Lebanon schools are in good hands

I served on the Lebanon School Board for the past three years. I would like to share with the Lebanon community that, from my perspective, the schools are in very good hands with the district administration team that is in place.

I have worked closely with Superintendent Joanne Roberts, Business Administrator Tim Ball, Director of Facilities Dana Arey and Director of Curriculum, Instruction, and Assessment Lisa Scolaro. I have witnessed the dedication and professionalism of each of these folks, and I find solace in the fact that they are at the helm of our district. Superintendent Roberts and her team have the best interests of the students of Lebanon at heart, and they work tirelessly to make the schools as effective and efficient as possible. All of this while maintaining a high standard for themselves, the staff and the schools, along with the unprecedented challenges of this past year.

It’s been an honor and a pleasure to serve on this board, and I am grateful that my three boys will be educated in Lebanon for many years to come.

TOM HARKINS

West Lebanon

Paddock Library is a critical part of Dartmouth’s music department

I am writing in response to and appreciation of David Loebel’s excellent Forum letter regarding the planned closure of Paddock Music Library (“Dartmouth joins bush league with music library loss, March 8). I am not primarily a musician — I am an internal medicine physician — but music has played a major role in my life since high school.

Hopkins Center opened in 1962, my freshman year at Dartmouth, a real jewel of a facility and the home of a vibrant arts community, whether music, theater, visual or cinematic. I was a member of the Dartmouth Community Symphony for four years and have frequented the Hop in the years since, whether attending programs, participating in the pit orchestra for several Moore Theater productions, or taking oboe lessons with Neil Boyer for many years.

I have not been a major user of Paddock but have certainly appreciated it when I needed it and have been able to see how it is a critical part of music department life for students, faculty and even community members. The thought that it will be closed, with some contents going to a designated area in Baker and the rest (“low usage”) to end up in an “off-site storage facility” — translation: never to see the light of day — is, as the letter describes, strictly bush league for an institution that until now has presumably been supportive of the arts. My understanding is that no one in the music department was consulted about the “plan.”

Simply put, the college’s music library belongs in the music department. Musical scores need to be carefully preserved and available to those who need or wish to review them — scores on a computer screen are not a worthy substitute for holding the actual score. Music of lesser-known composers needs to be given weight equal to that of well-known composers. I am hopeful that far-flung alumni for whom the music department and Paddock were important will learn of this “plan” and weigh in while there still is opportunity to reverse this decision.

Stephen Jordan

Sunapee

Apply to be the next Winthrop Bean theater arts award recipient

This has been an unusual 12 months for theater. The health risk involved in close, crowded, indoor gatherings has precluded the production of most plays, yet many still yearn to get together to examine the human condition through art.

Winkie would have loved to take advantage of this opportunity.

Winkie Bean was a force for theater in the Upper Valley. As a student, he directed plays. He designed sets. He hosted outdoor, theatrical teas in South Strafford. After graduating from Hanover High School, he studied at Carnegie-Mellon. In May 1983, at age 22, he was stabbed and killed as he emerged from a gay bar in New York City, simply because of his sexual orientation.
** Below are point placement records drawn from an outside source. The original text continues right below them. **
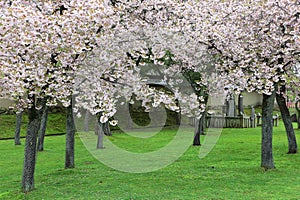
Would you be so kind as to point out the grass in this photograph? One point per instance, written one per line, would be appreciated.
(56, 124)
(230, 171)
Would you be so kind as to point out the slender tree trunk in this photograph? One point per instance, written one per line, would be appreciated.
(86, 121)
(70, 138)
(42, 130)
(107, 131)
(100, 132)
(197, 131)
(298, 113)
(285, 113)
(18, 128)
(267, 161)
(30, 148)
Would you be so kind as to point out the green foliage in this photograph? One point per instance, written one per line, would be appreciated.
(231, 171)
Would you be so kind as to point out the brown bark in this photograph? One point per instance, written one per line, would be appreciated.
(70, 138)
(286, 117)
(267, 161)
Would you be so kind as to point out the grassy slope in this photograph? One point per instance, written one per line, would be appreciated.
(230, 171)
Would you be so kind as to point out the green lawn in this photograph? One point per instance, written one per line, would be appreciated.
(230, 171)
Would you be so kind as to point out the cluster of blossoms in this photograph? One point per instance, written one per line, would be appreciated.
(95, 49)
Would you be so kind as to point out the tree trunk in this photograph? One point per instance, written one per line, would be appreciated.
(107, 131)
(241, 104)
(100, 132)
(18, 128)
(285, 113)
(298, 113)
(86, 121)
(267, 161)
(70, 138)
(30, 148)
(199, 130)
(42, 130)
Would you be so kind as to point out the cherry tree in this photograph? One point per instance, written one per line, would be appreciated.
(42, 44)
(257, 43)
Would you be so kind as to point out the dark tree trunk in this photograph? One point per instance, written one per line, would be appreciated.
(70, 138)
(267, 161)
(100, 132)
(107, 131)
(199, 129)
(240, 104)
(30, 148)
(18, 128)
(298, 113)
(86, 121)
(285, 113)
(42, 129)
(197, 133)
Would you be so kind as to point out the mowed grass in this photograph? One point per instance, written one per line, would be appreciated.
(230, 171)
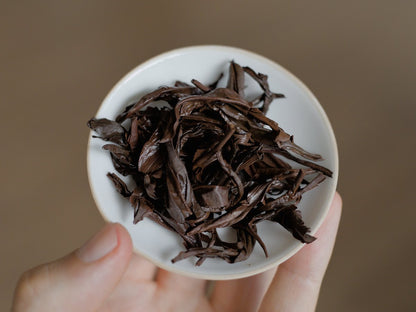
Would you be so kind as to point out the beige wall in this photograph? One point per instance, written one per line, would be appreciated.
(57, 62)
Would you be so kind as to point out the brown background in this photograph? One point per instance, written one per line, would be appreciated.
(58, 61)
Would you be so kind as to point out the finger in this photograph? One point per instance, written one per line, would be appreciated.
(140, 269)
(243, 294)
(176, 288)
(80, 281)
(298, 280)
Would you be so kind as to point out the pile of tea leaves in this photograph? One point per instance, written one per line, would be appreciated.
(210, 159)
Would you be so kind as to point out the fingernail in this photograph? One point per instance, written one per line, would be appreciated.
(99, 245)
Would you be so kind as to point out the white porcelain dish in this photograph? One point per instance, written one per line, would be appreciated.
(299, 113)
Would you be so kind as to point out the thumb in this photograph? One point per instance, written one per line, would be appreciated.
(82, 280)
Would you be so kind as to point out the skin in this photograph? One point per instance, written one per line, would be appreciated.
(122, 281)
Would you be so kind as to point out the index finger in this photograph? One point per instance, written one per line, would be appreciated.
(297, 282)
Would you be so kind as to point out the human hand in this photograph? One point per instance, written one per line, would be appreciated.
(104, 275)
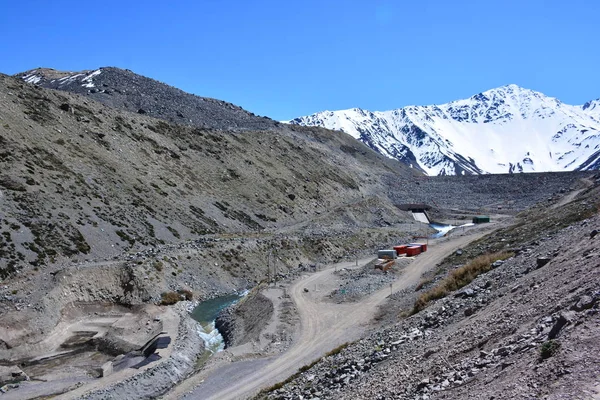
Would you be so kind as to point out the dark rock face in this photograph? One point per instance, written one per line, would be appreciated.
(126, 90)
(243, 321)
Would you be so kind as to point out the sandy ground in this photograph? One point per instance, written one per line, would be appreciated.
(323, 327)
(74, 384)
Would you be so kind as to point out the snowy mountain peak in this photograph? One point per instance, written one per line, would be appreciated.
(502, 130)
(592, 106)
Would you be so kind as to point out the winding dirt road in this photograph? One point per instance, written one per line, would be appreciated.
(324, 326)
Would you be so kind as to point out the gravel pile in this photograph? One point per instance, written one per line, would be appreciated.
(358, 283)
(156, 381)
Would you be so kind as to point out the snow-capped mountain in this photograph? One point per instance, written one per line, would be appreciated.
(508, 129)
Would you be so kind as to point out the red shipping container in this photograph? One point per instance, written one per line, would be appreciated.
(400, 249)
(413, 251)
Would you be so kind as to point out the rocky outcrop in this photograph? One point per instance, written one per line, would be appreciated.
(519, 331)
(156, 381)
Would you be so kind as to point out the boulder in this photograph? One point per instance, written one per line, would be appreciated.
(11, 374)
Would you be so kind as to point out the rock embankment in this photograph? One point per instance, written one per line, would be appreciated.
(158, 380)
(242, 322)
(526, 329)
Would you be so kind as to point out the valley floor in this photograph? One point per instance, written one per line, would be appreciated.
(323, 326)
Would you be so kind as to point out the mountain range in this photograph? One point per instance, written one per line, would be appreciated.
(504, 130)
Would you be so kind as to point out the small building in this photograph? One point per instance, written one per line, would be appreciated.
(387, 254)
(481, 219)
(400, 249)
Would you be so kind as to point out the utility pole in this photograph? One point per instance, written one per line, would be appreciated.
(269, 268)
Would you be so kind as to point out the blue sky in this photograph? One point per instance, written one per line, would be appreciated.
(290, 58)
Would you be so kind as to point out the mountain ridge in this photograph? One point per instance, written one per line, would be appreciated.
(446, 139)
(122, 88)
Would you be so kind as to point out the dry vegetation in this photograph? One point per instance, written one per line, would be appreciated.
(459, 278)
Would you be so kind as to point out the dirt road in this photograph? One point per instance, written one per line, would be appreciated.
(324, 326)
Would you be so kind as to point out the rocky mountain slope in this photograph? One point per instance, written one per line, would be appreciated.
(528, 328)
(83, 180)
(503, 130)
(136, 93)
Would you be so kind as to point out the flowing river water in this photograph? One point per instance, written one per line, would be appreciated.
(206, 312)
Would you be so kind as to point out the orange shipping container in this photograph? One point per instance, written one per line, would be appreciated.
(413, 251)
(400, 249)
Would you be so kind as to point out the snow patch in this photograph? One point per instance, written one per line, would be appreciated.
(458, 136)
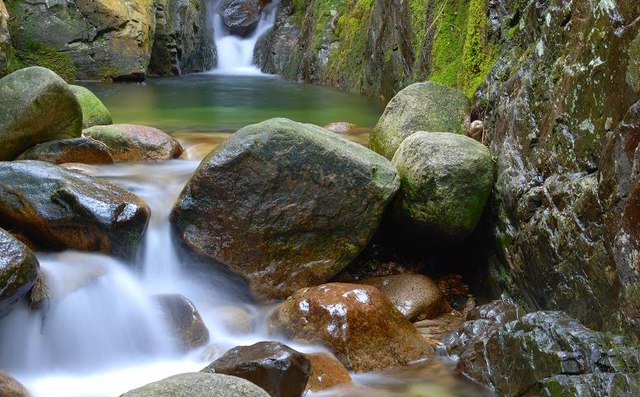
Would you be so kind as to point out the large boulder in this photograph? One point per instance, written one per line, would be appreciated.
(18, 271)
(445, 181)
(129, 142)
(276, 368)
(36, 106)
(93, 110)
(419, 107)
(357, 322)
(184, 40)
(199, 384)
(58, 209)
(106, 39)
(286, 205)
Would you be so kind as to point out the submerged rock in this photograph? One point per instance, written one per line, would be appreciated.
(198, 384)
(128, 142)
(445, 182)
(276, 368)
(284, 204)
(357, 322)
(18, 272)
(59, 209)
(419, 107)
(36, 106)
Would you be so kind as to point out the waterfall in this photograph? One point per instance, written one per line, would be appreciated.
(235, 53)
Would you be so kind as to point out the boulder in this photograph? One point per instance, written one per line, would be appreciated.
(128, 142)
(445, 181)
(284, 204)
(199, 384)
(18, 272)
(74, 150)
(241, 17)
(9, 387)
(93, 110)
(59, 209)
(357, 322)
(276, 368)
(36, 106)
(183, 40)
(416, 296)
(419, 107)
(106, 39)
(183, 321)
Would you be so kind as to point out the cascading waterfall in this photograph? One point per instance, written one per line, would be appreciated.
(235, 53)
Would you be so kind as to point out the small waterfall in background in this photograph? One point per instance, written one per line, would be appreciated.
(235, 53)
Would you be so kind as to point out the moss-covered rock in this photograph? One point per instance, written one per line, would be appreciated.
(93, 110)
(419, 107)
(284, 204)
(36, 106)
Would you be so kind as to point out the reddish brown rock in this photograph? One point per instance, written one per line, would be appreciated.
(362, 327)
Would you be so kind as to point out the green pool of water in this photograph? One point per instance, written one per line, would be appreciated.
(210, 103)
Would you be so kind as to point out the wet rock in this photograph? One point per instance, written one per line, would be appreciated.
(183, 320)
(128, 142)
(276, 368)
(419, 107)
(59, 209)
(9, 387)
(542, 352)
(74, 150)
(199, 384)
(326, 372)
(18, 273)
(36, 106)
(240, 16)
(445, 182)
(93, 110)
(183, 40)
(284, 204)
(416, 296)
(357, 322)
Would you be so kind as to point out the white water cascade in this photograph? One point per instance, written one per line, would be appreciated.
(235, 53)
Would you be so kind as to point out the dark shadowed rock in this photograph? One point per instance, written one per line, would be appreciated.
(18, 273)
(357, 322)
(36, 106)
(60, 209)
(276, 368)
(284, 204)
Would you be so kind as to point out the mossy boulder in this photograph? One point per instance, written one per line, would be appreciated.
(58, 209)
(18, 271)
(36, 106)
(284, 204)
(445, 182)
(93, 110)
(419, 107)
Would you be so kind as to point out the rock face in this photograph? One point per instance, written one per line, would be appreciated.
(183, 39)
(445, 181)
(128, 142)
(18, 273)
(240, 16)
(93, 110)
(419, 107)
(284, 204)
(107, 39)
(276, 368)
(184, 321)
(58, 209)
(36, 106)
(199, 384)
(365, 331)
(75, 150)
(543, 354)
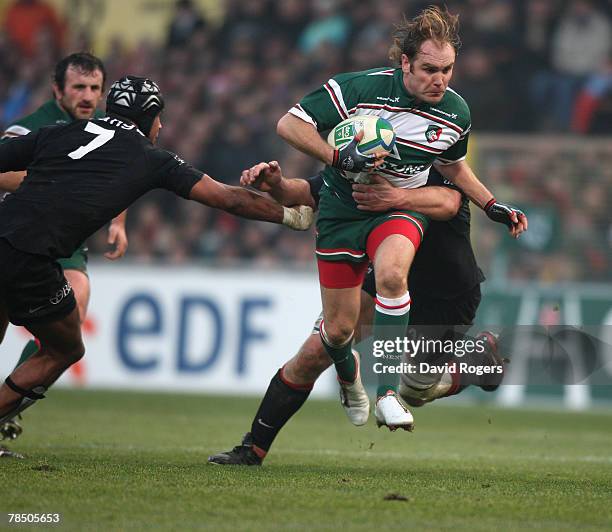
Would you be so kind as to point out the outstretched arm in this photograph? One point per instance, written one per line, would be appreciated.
(268, 177)
(247, 204)
(436, 202)
(117, 237)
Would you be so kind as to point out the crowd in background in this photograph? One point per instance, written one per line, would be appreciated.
(525, 67)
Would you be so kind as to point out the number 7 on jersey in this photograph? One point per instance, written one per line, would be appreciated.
(102, 136)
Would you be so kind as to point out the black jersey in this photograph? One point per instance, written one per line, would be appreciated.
(445, 266)
(80, 176)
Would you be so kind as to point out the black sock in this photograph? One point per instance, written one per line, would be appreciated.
(281, 401)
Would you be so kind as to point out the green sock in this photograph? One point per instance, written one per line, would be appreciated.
(30, 349)
(390, 322)
(343, 358)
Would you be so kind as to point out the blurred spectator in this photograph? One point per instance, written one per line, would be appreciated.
(581, 47)
(30, 23)
(185, 23)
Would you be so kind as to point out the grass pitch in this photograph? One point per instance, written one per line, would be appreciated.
(116, 461)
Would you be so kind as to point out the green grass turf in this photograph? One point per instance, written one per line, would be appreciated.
(115, 461)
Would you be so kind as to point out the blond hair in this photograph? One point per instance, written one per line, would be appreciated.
(431, 23)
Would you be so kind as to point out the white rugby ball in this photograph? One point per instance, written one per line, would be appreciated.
(378, 135)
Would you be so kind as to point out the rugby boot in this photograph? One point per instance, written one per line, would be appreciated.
(5, 452)
(493, 358)
(11, 429)
(392, 413)
(354, 398)
(242, 454)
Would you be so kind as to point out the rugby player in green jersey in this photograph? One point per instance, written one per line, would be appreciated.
(78, 84)
(432, 124)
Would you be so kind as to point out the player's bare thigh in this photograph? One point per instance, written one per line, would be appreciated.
(82, 291)
(340, 312)
(312, 359)
(392, 262)
(3, 321)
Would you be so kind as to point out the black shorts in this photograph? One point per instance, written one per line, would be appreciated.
(33, 288)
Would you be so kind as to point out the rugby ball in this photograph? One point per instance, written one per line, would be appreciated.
(378, 135)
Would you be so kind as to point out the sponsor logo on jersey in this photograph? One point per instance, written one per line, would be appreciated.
(388, 99)
(433, 133)
(347, 132)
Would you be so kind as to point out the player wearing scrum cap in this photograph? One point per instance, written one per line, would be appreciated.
(432, 124)
(105, 165)
(446, 295)
(78, 84)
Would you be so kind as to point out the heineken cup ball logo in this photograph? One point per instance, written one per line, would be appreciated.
(433, 133)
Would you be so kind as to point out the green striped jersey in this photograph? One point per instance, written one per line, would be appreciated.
(48, 114)
(424, 132)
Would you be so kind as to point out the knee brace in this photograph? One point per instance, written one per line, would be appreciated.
(29, 397)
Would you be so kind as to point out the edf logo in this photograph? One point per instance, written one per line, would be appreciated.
(142, 318)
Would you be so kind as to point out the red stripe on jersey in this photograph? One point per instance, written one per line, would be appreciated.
(390, 307)
(341, 274)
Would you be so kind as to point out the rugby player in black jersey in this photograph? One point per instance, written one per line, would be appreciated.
(446, 293)
(80, 176)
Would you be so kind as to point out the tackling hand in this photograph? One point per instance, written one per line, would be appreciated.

His friends, family and admirers put together a fund to help local young people in the arts produce shows, and we are looking for the next recipient. Are you a resident of the Upper Valley? Are you between 12 and 22? Do you have a creative idea for producing a show but could use help with funding it? Contact the Winthrop Bean Award for Theatre Arts to request an application for funding or to find out more about the program (winthropbeantheatreaward@gmail.com).

Over the years we have sponsored student-directed musicals like You’re a Good Man, Charlie Brown, Godspell and Little Shop of Horrors. We have funded films like Billy Sharff’s This Is a Door and Julian Higgins’ The Mending Wall. We have underwritten dance productions like Josh Turk’s Dancing Through Life. We have helped with The Youth Shakespeare Project summer program.

Use your creativity to develop a show appropriate for our physically distant COVID-19 times. Get in touch with us. Perhaps we can help.

BILL HAMMOND

Hanover

The writer is president of the Winthrop Bean Award for Theatre Arts.

Stimulate good feelings with checks

OK, it’s been a long and hard year. We all need to feel good about something — like when the person in front us pays our toll. So imagine the good feelings to be generated if those who are able to would give all or part of their $1,400 stimulus checks to someone or some organization that will use the funds to help someone else.

If just 1,400 people in the Upper Valley joined this effort, $1,960,000 could be directed to help someone or some organization somehow. No strings, no speeches, no lists of contributors. Just a feel-good moment.